According to the 2022 Global Hunger Index, out of 54 countries, 37 African countries have levels of hunger that rate “Serious” or higher.
Hunger level: Alarming
Four countries in Africa rank among the hungriest: The Central African Republic, Chad, Democratic Republic of Congo, and Madagascar all rank at “Alarming” levels of hunger in the 2022 GHI. (Countries with incomplete data for 2022 but assumed to be in the “Alarming” range are Burundi, Somalia, and South Sudan. Last year, Somalia ranked as the world’s hungriest country with the only “Extremely Alarming” GHI ranking.)
In 2022, the Horn of Africa is at the center of a food crisis due to an ongoing drought—the worst the area has seen in more than 40 years.

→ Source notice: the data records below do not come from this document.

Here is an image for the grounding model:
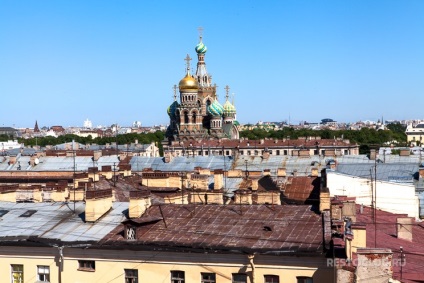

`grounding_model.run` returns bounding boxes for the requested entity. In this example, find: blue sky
[0,0,424,127]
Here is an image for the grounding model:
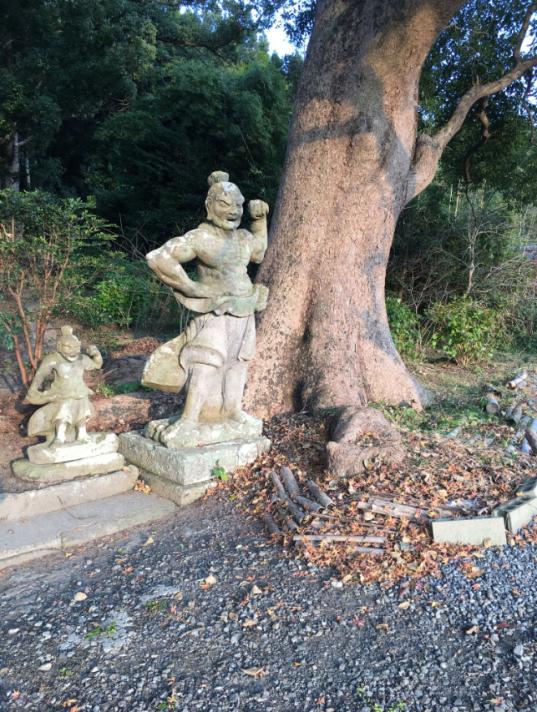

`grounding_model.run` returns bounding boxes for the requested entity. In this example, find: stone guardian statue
[142,171,269,448]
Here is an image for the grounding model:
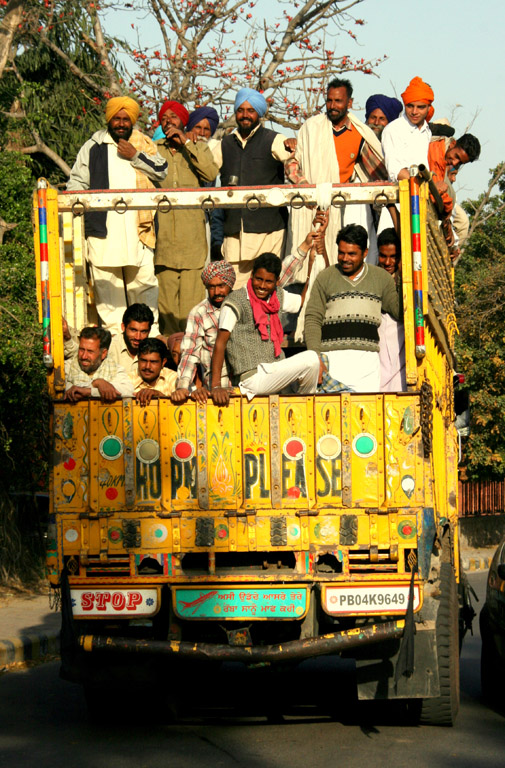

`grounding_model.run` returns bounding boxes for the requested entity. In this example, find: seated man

However, that’s only part of the story for Somalia, which has experienced a cycle of crisis for more or less the same amount of time. Decades of civil war, combined with climate change, forced displacement, and political instability have led to a complex humanitarian crisis that has weakened the national health system.
Similar forces are at play in Burundi, the CAR, Chad, DRC, and South Sudan—all of which have faced at least ten years (if not more) of protracted violence that has weakened infrastructures, leaving food shortages to spiral out of control.
Hunger level: Serious
If we overlapped the “Serious” hunger level map with the “Extremely Alarming” and “Alarming,” we’d see that the majority of the continent would be covered, with many food insecure countries covering areas in the northwestern, southwestern, and eastern regions of the continent.

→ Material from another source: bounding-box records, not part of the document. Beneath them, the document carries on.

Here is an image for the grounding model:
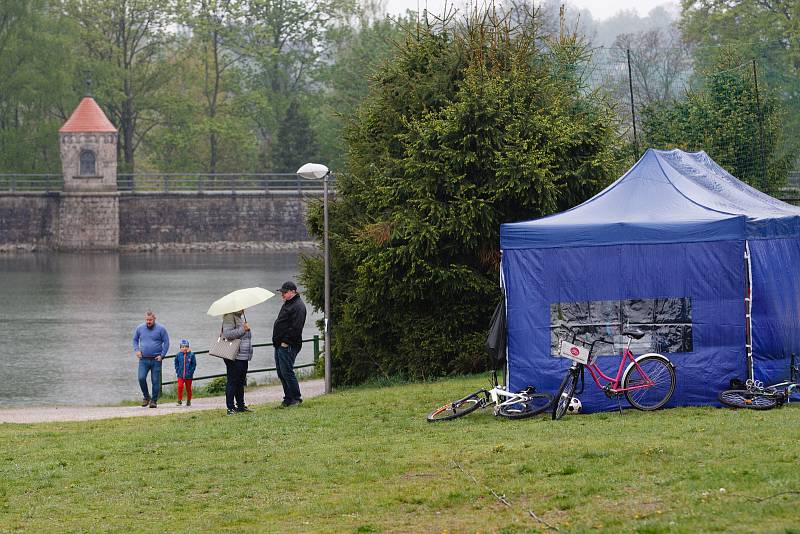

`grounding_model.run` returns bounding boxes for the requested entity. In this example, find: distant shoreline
[0,241,319,254]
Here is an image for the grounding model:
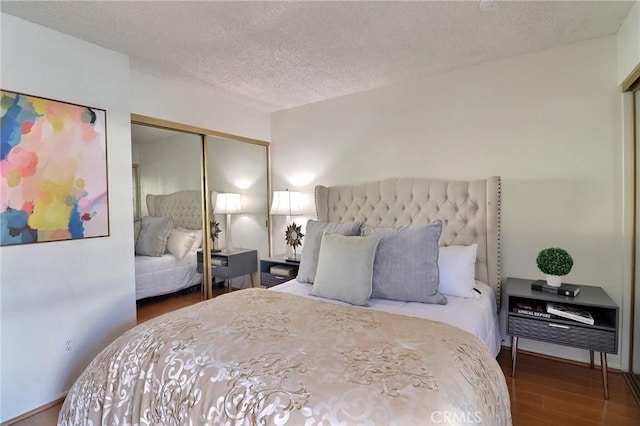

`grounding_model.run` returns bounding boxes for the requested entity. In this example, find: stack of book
[512,302,556,319]
[531,280,580,297]
[512,302,594,325]
[269,265,298,278]
[547,302,594,325]
[211,257,229,266]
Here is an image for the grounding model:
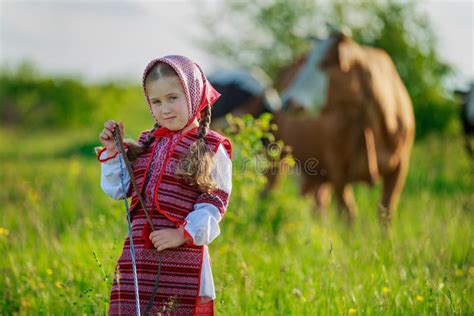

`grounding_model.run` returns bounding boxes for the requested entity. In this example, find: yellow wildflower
[0,227,10,236]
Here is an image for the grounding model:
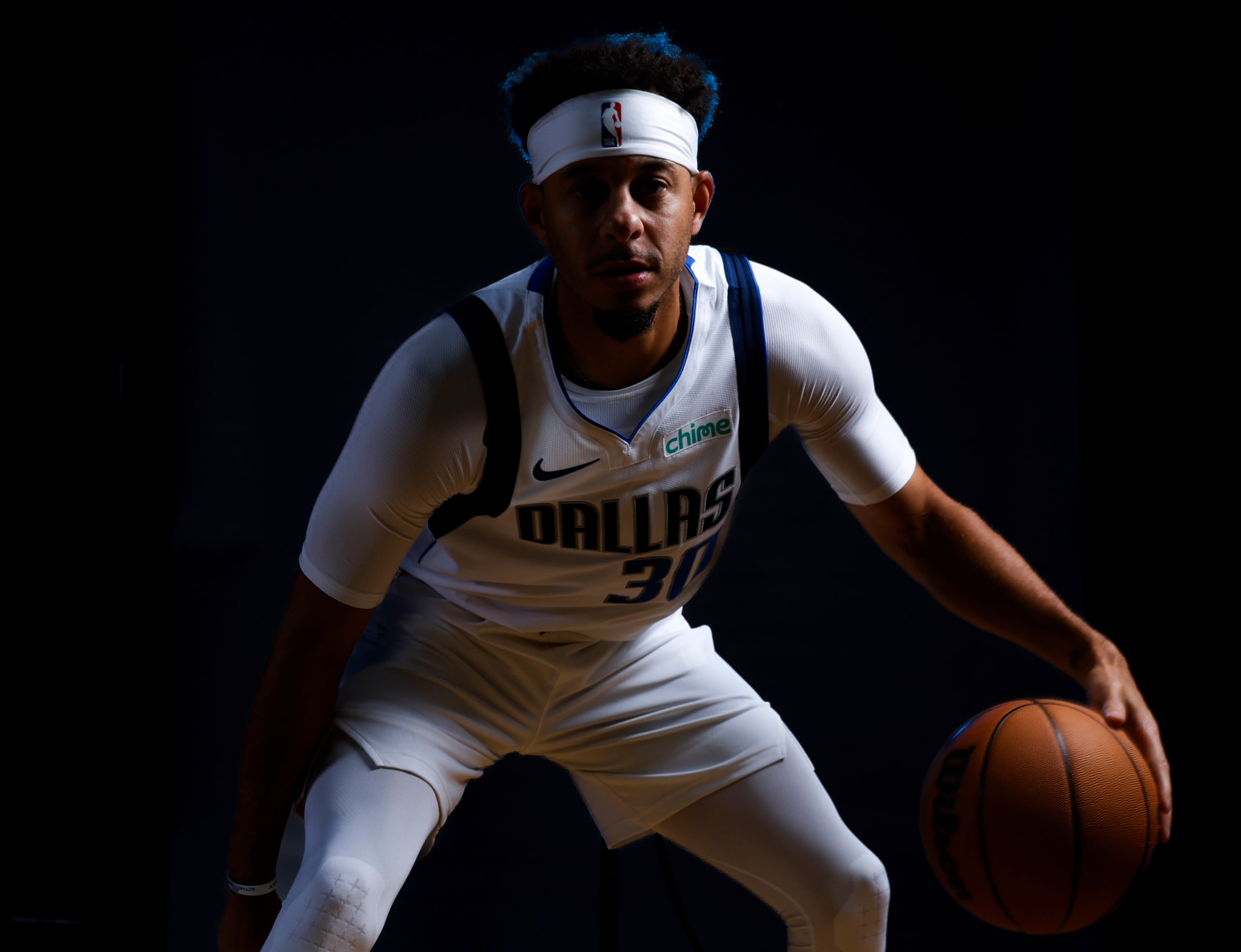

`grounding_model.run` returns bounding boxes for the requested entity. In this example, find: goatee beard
[591,282,676,344]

The Sahel area—which includes Mauritania, Mali, Burkina-Faso, Niger, and Nigeria—has seen food shortages as weather patterns become more erratic. Climate vulnerability in the desert region has left experts predicting a devastating temperature increase between 2.0 and 4.3 °C by 2080. Cross-border violence has made food security even more untenable. Further south, countries like Liberia, and Sierra Leone may be at peace, but are still rebuilding following civil wars that ended at the beginning of the 21st Century. Much of that reconstruction was halted here between 2014 and 2016 due to the West African Ebola epidemic.
Hunger in Africa: How did it get so bad?
Conflict, political instability, and climate change consistently come up when we look at the parts of Africa facing serious levels of hunger. Here’s a bit more on how things got to the point they are today.
High reliance on agriculture and pastoralism
Many of the countries facing high levels of hunger in Africa today are also countries where the majority of residents rely on agriculture and pastoralism for their livelihoods. Smaller-scale subsistence farmers also rely on their harvests to eat. If they’re in an area where crops and grass have dried up, they often are forced to find better pastures, which can create a run on already-scarce resources. The large-scale effects of climate change on crops has also left many low-income and remote families without resources to build resilience against natural disasters. If this is their only source of food or income, they don’t have much—if anything—to fall back on during a drought, flood, or other natural disaster.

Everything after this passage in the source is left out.